Two #yorkchm2 Master’s students testing one of @TWAMmuseums’ mobile apps in Newcastle, UK, February 2016.

As I was originally educated in anthropology and archaeology, my overall intent in this practice has been to open up and push on the boundaries of our understandings of cultural sites. These sites might be archaeological excavations, or traditional museum spaces, or expansive cultural landscapes (including whole cities), or online environments, amongst many other things. My interest is in how different types of media might be enrolled — independently or in combination — to make us pause, question, champion, revere, challenge, or otherwise actively participate in such sites. Their media might include guidebooks, printed signs and standard glassed-in displays of artefacts. Equally, they might include light installations (see Hilary Orange’s fascinating reflections on the subject), or smellscapes (see Stu Eve’s Dead Man’s Nose), or related multisensory experiences (see Dennis Severs’ House for a unique example), or mobile applications and any other number of web and social media-based productions.

These media might be used to purportedly transport you back to the past, or they may be applied in more ‘anarchic’ fashion (to borrow from Frank Vagnone and Deborah Ryan) to shake up our very understandings of that past, and of how it can act on the present and future.

I run a particularly relevant course at the University of York which is concerned with exploring such issues around heritage interpretation: the Master’s level module ‘Cultural Heritage Management 2: Museums, Audiences and Engagement’ (#yorkchm2). Students on this course generally go on to work in the cultural sector — in large organisations like the British Museum or National Trust, or in local museums, non-profit agencies and small commercial heritage/archaeological consultancies. In many cases, they take up jobs that entail managing and presenting cultural sites to various demographics. As such, our classes together aim to be focused on considering (or actually experimenting with) media for management/presentation, and on deconstructing notions of which sites/subjects actually merit such management/presentation.
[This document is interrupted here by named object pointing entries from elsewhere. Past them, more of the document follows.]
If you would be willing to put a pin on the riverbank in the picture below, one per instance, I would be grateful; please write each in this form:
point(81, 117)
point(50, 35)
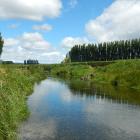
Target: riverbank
point(117, 73)
point(16, 83)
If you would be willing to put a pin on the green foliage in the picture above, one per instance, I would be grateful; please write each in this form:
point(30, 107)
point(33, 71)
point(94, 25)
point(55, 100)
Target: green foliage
point(107, 51)
point(16, 82)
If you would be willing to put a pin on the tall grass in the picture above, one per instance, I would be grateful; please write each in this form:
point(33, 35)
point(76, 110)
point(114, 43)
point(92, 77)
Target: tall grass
point(16, 82)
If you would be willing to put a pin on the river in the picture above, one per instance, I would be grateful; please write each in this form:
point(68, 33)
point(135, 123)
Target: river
point(70, 110)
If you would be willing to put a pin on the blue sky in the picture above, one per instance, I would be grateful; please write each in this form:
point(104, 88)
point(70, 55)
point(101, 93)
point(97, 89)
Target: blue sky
point(47, 29)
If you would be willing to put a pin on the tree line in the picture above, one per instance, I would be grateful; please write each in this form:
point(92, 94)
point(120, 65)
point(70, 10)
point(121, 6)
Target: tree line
point(31, 62)
point(1, 44)
point(107, 51)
Moreover, because my students’ jobs are usually outward-facing and demand relatively high visibility (in the sense that these students become responsible for drawing visitors to cultural sites, and/or they are directly accountable to many interested parties who have a stake in these sites), I have increasingly sought ways to expose them to this wider world through their coursework.

This means that rather than produce a series of assignments that are purely theoretical or are read and contemplated by me alone, we seek to engage with other heritage practitioners and larger publics now — through assessed work that is directly linked to existing institutions/sites, through an in-class Google Group where we learn to critique current, professional practice with one another (note that there are nearly 50 students on the module), through Twitter where some of us share our course-related experiences with a broader online audience via the #yorkchm2 hashtag, through fieldtrips where we test and evaluate media for cultural organisations (last week we worked with Tyne & Wear Archives & Museums’ John Coburn, assessing the Hidden Newcastle and Tributaries apps), and through medium.com where for the first time everyone from the class will be involved in synthesising some of their thoughts on the course’s themes.

Screenshot of one of our #yorkchm2 Master’s student’s communications with Birmingham Museums in relation to her formative course assessment

The programme is structured, then, to increase confidence in communicating with one another in class before moving outwards to interact with others beyond the walls of the classroom. Similarly, because heritage practice is always a collaborative activity (and hence teamwork is an imperative professional skill), key components of the course are oriented around group activities. Coupled with the use of social media like Twitter and medium.com, this programme has a riskiness to it — i.e., it situates us (to quote from the anthropologist Barbara King) on the ‘wild side’ of engagement. We are put immediately in the position that confronts every expert in the field: standing at the front lines of communicating and negotiating effectively with a multitude of stakeholders. From my own standpoint as the course instructor, too, it is risky, because you can never know if anyone will actually contribute, nor in which ways they might contribute.

Professionally and pedagogically, however, I think such riskiness is a necessity. Jesse Littlewood, one of the few academics of whom I’m aware who uses medium.com in teaching, puts it simply: “To understand participatory culture and content, one must actively participate.”

Indeed, to work in heritage today is to be at the heartbeat of participatory culture, so the methods we’re using here are essential.

I draw inspiration, as well, from those interested in cultivating discovery, criticality, creativity and empowerment through pedagogy (see, in particular, the Digital Pedagogy Lab). In this context, to quote from Sean Michael Morris,

Student agency arrives in the form of open inquiry, which relies on learner autonomy at a foundational level. This is not just the teacher constructing opportunities or scaffolding for agency, leading the students to discover that they have certain, limited ownership of their learning. Student agency is an assumption built into the pedagogy, and comes from an integral trust of learners’ capabilities.

From next Monday (22 Feb), you’ll get a chance to peek into our classroom, so to speak, as we deploy medium.com to expose you to some of our efforts. Each week, during our lecture sessions, we approach the subject of heritage interpretation from a different angle, engaging with provocative topics and often drawing outside audiences into our discussions. Yesterday, for instance, our guest speaker Dr Sarah May asked us to question what it means when we proclaim that we are protecting sites ‘for future generations.’ Who are these generations? Will they actually know what we’ve attempted to protect for them? Would they even want it? And how far into the future are we talking: 10 years; 100 years; 100,000 years?

From next week, however, we are going to mix things up. Rather than be driven by questions and topics defined by myself and our guest lecturers, students on the module will take control of the conversation. Using the hashtag #yorkchm2, seven groups composed of 6–7 students each will post to medium.com on a course-related subject of their choice. These groups will have done the work outside of classroom hours; they will have organised the topic and its presentation on their own; and their posts will not be formally marked (although I’ll give written feedback to everyone).

Preview of one #yorkchm2 group’s medium.com post

The success of this project, then, depends entirely on trust, on learner autonomy, on courage and vulnerability in the pedagogical process. I hope you’ll read these posts, contribute your thoughts, and follow the path of discovery that all of us on the module are following. Not only will this path introduce us to corners of heritage interpretation that we may never have considered before, but so too will it confront us with the wilds of public engagement. These wilds may be risky and challenging, but they are unavoidable — sitting, as they do, at the very core of our professional practice.